I’m an avid NPR listener also follow a number of their programs and people on Twitter. I really dig their [quotable](https://github.com/nprapps/quotable) tweets. Here’s a sample of a recent one:

I asked @brianboyer & @alykat (two member of the _awesome_ NPR Visuals team) if they had a workflow for this (they publish quite a bit of open source tools) and, well [of course they did](https://twitter.com/hrbrmstr/status/596656939720962048).

After poking around a bit, I determined that the workflow would be great for something like NPR but was a bit overkill for me and also did not meet all of my requirements. I really only needed something that would:

– work from the command-line (on OS X)
– take a JSON file for the quote
– generate an SVG (for blogging) and PNG (for tweeting)

Thus, [quotebox](http://github.com/hrbrmstr/quotebox) was born.

For the time being, `quotebox` is a python script that lets you pass in a JSON config file with quote components and spits out some files to use in blog posts & tweets. I can see it morphing into more, but for now you can create a quote file like:

{
  "quote" : "Making these quotes by hand is fine &amp; NPR Visuals web app is cool, but this has some advantages, too.",
  "source" : "Data-Driven Security co-author Bob Rudis on making “NPR-like quoteboxes” at the command-line.", 
  "logo" : "ddsec.png"
}

which will generate:

test

or (SVG version):

test

The script auto-adds “smart” quotes and an em-dash plus base64 encodes the logo file to a data URI so you can easily use the SVG file without needing to bring along the associated logo asset.
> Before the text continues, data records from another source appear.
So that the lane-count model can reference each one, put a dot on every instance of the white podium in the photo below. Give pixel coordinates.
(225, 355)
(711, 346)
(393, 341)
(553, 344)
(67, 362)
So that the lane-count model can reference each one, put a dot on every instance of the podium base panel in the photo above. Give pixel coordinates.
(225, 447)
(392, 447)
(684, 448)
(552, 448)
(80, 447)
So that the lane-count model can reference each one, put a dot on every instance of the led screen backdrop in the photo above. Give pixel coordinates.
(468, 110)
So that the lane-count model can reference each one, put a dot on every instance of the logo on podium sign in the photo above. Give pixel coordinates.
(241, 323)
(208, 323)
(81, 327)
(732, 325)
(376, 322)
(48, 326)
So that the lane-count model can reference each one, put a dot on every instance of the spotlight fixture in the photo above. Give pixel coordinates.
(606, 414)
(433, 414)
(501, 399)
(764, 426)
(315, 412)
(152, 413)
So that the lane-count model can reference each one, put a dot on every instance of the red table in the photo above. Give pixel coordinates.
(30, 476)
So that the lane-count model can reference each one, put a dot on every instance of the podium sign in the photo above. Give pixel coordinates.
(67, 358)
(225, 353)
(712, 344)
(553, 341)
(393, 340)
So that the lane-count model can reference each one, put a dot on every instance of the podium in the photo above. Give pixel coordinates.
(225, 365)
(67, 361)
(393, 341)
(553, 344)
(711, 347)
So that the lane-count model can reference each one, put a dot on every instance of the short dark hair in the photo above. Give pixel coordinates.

The SVG itself has a couple (at least to me) interesting components. First, it uses the [Lato](https://www.google.com/fonts/specimen/Lato) font from Google Fonts via `defs`:

<defs>
  <style type="text/css">@import url('http://fonts.googleapis.com/css?family=Lato:300,900');</style>
</defs>

It then uses two `foreignObject` tags for the main quote and the attribution line. Here’s an example:

<foreignObject x="25" y="25" width="590" height="165">
  <body xmlns="http://www.w3.org/1999/xhtml"
    style="background: white; font-family: Lato; font-weight:900; font-stretch:normal; font-size:36px; line-height:36px; text-indent:-16px; margin-left:20px; color:#333333">
    <p>&#8220;Making these quotes by hand is fine &amp; NPR Visuals web app is cool, but this has some advantages, too.&#8221;</p>
  </body>
</foreignObject>

Like most SVG elements, you have full precision as to how you place and size the `foreignObject` and this object contains XHTML, so all text or graphics in them can be fully styled. Not every browser or command-line rendering engine supports this, but the latest Chrome & Safari browsers do along with the >=2.0.0 of [phantomjs](http://phantomjs.org/).
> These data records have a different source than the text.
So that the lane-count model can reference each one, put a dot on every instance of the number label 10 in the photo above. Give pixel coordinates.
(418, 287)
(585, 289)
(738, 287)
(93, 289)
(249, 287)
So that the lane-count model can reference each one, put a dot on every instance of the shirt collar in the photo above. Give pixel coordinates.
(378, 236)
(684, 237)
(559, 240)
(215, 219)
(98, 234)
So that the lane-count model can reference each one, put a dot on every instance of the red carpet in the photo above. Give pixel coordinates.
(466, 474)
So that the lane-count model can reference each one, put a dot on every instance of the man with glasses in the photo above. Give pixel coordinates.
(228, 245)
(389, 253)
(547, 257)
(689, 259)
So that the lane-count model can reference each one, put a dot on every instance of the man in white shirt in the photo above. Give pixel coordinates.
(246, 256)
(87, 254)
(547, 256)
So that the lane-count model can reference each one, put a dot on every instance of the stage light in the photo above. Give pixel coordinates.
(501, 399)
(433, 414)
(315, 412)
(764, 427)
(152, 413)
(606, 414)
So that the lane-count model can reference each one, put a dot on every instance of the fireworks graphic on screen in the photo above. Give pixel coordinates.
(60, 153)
Once the SVG is built, the script uses phantomjs to render the resultant png file. You now have two assets (SVG & png) that can be used wherever you like, but posting it as a Twitter image post will require the use of png.

### Requirements & Usage

You’ll need python, [Pillow](https://python-pillow.github.io/) and [phantomjs](http://phantomjs.org/) to run the script and just need to execute

python quotebox.py test.json

to generate `test.svg` and `test.png`. On OS X I was using

python quotebox.py test.json && open test.svg && open test.png

to test out the image generation & conversion.

Note that many (most?) folks should use the NPR Visuals [quotable](https://github.com/nprapps/quotable) instead of this since it has full workflow management. This script was created primarily to oversimplify local usage (I don’t work in a newsroom) and play with SVG.

The python is not bullet proof (no error checking, lack of use of tempfiles/dirs) but it’s a decent basic foundation.

### Future work

There will definitely be command line switches for some options (quotes or no quotes) and possibly an extension to the JSON config file for fonts and colors. I’ll think supporting grabbing a logo from a URL is needed and automagic resizing to a series of constraints. I can also envision spinning up a quotebox app on Heroku or Google Apps and bridging it to a bookmarklet, but fork away and PR as you see fit. The creativity & ingenuity of the community knows no bounds.